Facts:

The appeal related to the granting of Zedra’s application to amend the petition under section 994 of the Companies Act 2006. The respondents resisted that amendment on the basis that the claim was time-barred under the 1980 Act and thus time limitations applied.

The petition was presented in January 2019 to the original respondents, THG plc and 14 named individuals (directors or former directors of the company). Most of the complaints in the original one were struck out or dismissed. Zedra made an application to amend the petition in June 2022 which was heard in December 2022 and a judgement was granted in January 2023. One of the re-amendments ‘alleges that the directors were in breach of their statutory duty to act lawfully, in good faith for proper purposes and fairly as between different shareholders when exercising the power to allot shares and the power to capitalise profits and appropriate the capitalised profits to shareholders.’

Decision:

The Court of Appeal, in a unanimous judgment, held that they were not bound by the ratio of the earlier Court of Appeal decision in Bailey v Cherry Hill Skip Hire Ltd [2022] and that contrary to “over 40 years’ received wisdom”, limitation periods do apply to unfair prejudice petitions under section 994 of the Companies Act 2006. 

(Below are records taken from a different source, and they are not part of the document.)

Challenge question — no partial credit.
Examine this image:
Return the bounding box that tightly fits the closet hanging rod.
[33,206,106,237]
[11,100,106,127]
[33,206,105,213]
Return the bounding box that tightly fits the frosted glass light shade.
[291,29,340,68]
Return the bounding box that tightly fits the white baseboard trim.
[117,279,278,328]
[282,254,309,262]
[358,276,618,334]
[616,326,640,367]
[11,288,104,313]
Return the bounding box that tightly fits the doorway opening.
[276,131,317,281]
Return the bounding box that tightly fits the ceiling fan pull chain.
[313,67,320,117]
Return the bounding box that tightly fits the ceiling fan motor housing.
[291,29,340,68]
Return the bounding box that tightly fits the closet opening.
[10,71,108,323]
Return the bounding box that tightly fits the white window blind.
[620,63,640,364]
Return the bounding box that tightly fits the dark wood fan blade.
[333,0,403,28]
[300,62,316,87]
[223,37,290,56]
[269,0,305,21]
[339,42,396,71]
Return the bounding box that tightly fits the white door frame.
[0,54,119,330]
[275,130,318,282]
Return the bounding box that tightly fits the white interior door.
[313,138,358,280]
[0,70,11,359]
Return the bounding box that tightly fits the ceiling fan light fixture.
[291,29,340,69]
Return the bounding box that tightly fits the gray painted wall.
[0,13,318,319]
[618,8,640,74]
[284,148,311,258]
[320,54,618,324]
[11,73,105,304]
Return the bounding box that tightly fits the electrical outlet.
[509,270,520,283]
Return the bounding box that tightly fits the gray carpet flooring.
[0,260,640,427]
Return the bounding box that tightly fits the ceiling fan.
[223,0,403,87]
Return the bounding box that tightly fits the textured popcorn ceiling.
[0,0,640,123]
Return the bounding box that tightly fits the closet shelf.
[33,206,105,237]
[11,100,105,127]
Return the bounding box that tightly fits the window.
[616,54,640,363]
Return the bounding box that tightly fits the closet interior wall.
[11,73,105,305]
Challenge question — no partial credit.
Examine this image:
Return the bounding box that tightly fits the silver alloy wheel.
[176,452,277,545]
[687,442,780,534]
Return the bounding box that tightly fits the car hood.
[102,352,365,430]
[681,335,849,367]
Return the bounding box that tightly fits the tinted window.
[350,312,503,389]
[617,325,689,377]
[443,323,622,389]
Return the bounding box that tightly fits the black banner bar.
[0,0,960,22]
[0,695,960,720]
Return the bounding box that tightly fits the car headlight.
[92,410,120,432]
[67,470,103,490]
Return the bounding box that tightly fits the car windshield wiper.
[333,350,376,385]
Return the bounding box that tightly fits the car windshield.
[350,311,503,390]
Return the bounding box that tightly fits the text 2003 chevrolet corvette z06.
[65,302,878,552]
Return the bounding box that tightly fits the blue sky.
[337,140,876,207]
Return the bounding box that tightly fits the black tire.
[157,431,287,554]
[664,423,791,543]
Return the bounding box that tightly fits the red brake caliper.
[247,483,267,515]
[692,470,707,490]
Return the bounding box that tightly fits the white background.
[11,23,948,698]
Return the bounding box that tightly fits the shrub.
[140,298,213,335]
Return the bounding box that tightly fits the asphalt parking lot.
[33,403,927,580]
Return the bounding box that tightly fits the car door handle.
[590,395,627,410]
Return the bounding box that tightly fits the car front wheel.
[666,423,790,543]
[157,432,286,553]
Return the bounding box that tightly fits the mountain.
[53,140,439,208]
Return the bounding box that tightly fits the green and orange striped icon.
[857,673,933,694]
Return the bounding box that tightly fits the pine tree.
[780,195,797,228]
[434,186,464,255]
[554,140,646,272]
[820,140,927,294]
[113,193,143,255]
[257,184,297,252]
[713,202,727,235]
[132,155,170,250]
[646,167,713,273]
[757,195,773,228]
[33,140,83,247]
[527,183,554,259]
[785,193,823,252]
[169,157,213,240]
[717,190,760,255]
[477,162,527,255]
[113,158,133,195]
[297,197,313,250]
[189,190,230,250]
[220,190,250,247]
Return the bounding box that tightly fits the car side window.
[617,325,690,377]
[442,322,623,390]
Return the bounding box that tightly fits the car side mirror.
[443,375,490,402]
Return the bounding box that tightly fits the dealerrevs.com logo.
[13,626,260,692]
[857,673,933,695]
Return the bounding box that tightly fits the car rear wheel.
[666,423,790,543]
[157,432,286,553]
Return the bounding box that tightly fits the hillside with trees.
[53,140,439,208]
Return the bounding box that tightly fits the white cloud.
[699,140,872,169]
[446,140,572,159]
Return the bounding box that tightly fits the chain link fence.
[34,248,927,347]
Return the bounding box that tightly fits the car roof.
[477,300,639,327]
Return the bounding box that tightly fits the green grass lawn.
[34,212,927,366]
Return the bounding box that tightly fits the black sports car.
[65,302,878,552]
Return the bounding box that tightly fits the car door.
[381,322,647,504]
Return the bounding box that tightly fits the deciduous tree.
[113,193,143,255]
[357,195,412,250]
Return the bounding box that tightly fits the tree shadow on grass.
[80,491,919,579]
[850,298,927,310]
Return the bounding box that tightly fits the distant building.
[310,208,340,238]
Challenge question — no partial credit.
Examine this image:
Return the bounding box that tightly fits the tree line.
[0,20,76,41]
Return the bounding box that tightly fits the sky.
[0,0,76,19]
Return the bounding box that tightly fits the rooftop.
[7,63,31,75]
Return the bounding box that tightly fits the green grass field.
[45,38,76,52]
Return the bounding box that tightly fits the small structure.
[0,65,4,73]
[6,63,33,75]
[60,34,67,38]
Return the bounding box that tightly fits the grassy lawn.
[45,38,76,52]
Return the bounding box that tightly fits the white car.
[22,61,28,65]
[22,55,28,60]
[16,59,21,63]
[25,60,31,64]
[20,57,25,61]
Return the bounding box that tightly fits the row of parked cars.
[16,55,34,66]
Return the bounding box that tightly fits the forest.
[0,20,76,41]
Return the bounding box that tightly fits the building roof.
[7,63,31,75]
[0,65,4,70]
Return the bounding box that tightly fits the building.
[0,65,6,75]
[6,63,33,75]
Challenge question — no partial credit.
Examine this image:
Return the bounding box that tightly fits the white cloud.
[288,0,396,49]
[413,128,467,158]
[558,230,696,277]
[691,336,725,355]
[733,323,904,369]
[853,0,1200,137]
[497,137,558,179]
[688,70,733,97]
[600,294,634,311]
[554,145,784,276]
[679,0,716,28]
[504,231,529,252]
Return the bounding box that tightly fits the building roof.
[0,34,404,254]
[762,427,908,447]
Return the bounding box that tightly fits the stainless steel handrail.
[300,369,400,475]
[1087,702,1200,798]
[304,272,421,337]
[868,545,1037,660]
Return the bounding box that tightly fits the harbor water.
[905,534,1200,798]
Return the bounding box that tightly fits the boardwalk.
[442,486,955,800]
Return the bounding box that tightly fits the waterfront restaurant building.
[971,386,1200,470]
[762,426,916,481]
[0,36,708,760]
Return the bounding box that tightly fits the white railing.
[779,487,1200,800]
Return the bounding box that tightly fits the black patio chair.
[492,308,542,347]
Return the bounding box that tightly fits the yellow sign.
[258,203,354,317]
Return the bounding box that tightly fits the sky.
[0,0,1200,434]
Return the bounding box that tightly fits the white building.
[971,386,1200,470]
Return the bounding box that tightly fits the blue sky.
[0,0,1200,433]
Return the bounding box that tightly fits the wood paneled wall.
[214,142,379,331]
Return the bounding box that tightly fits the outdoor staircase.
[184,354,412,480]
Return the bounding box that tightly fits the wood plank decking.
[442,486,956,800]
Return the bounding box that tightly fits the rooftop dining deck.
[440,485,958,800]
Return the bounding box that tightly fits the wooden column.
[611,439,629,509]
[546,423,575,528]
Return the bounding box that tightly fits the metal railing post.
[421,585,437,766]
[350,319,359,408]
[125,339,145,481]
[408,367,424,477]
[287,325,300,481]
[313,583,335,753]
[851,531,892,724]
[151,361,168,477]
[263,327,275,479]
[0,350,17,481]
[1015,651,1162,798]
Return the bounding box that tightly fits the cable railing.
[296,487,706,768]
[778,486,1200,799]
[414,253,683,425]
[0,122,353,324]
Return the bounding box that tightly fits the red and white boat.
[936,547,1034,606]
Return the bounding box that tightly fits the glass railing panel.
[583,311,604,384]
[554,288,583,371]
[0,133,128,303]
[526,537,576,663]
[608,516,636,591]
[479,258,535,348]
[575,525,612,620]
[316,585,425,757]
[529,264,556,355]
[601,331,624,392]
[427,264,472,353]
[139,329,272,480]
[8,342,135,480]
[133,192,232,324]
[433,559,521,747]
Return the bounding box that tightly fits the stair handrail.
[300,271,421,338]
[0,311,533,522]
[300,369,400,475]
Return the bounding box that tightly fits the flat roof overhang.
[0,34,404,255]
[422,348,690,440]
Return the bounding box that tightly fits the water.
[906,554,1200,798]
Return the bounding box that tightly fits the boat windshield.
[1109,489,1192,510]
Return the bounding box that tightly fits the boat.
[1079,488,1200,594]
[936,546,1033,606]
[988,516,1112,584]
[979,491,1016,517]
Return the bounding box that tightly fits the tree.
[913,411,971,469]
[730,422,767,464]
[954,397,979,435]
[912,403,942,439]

The Court starts by explaining that unfair prejudice petitions are not mentioned in the Limitation Act 1980. The Court was not of the view that section 994 fell outside the scope of the Limitation Act 1980. 

The Court ruled that the limitation period is 12 years under section 8 of the Limitation Act 1980, unless the claim is one for compensation or monetary relief whereas the limitation period is 6 years under section 9 of the same Act.  Here as the Petitioner was claiming equitable compensation for the loss allegedly suffered from an unlawful exclusion from a bonus share issue, the claim amounted to an action to recover a sum and was subject to the shorter limitation period under section 9. As a result, the Petitioner was barred from bringing the claim. However, Lewison L J noted that a share buy-out order would not be caught by section 9 and would be subject to a 12-year limitation period. 

The Court analysed the justification for the lack of a limitation period. One such reason is that ‘petitioners rely on a course of conduct as amounting cumulatively to unfair prejudice’. Lewison L J continued by stating that “Once conduct (whether individually or cumulatively) amounts to unfair prejudice, there is no particular reason why a petitioner should be in any more favourable position than any other litigant” in raising a fairness argument. 

The Court of Appeal also held that the provisions of section 35 of the Limitation Act 1980 and CPR 17.4 apply to applications to amend an unfair prejudice petition.

Implications:

This judgement will send shockwaves through the company law world as the Court ruled that the received wisdom was incorrect. This judgement effectively puts an end to the assumption that the Limitation Act 1980 does not apply to unfair prejudice petitions. This decision might limit the number of potential claims, as any financial claims will be subject to a 6-year limitation. Practitioners will have to be careful while writing a petition, especially given that some forms of relief might be time-barred. 

A point that was not clear from the judgement is whether an unfair prejudice can be considered continuing and, if so, whether this overcomes the limitation problem (although there are dicta to that effect). There is also a chance that this case might proceed to the Supreme Court.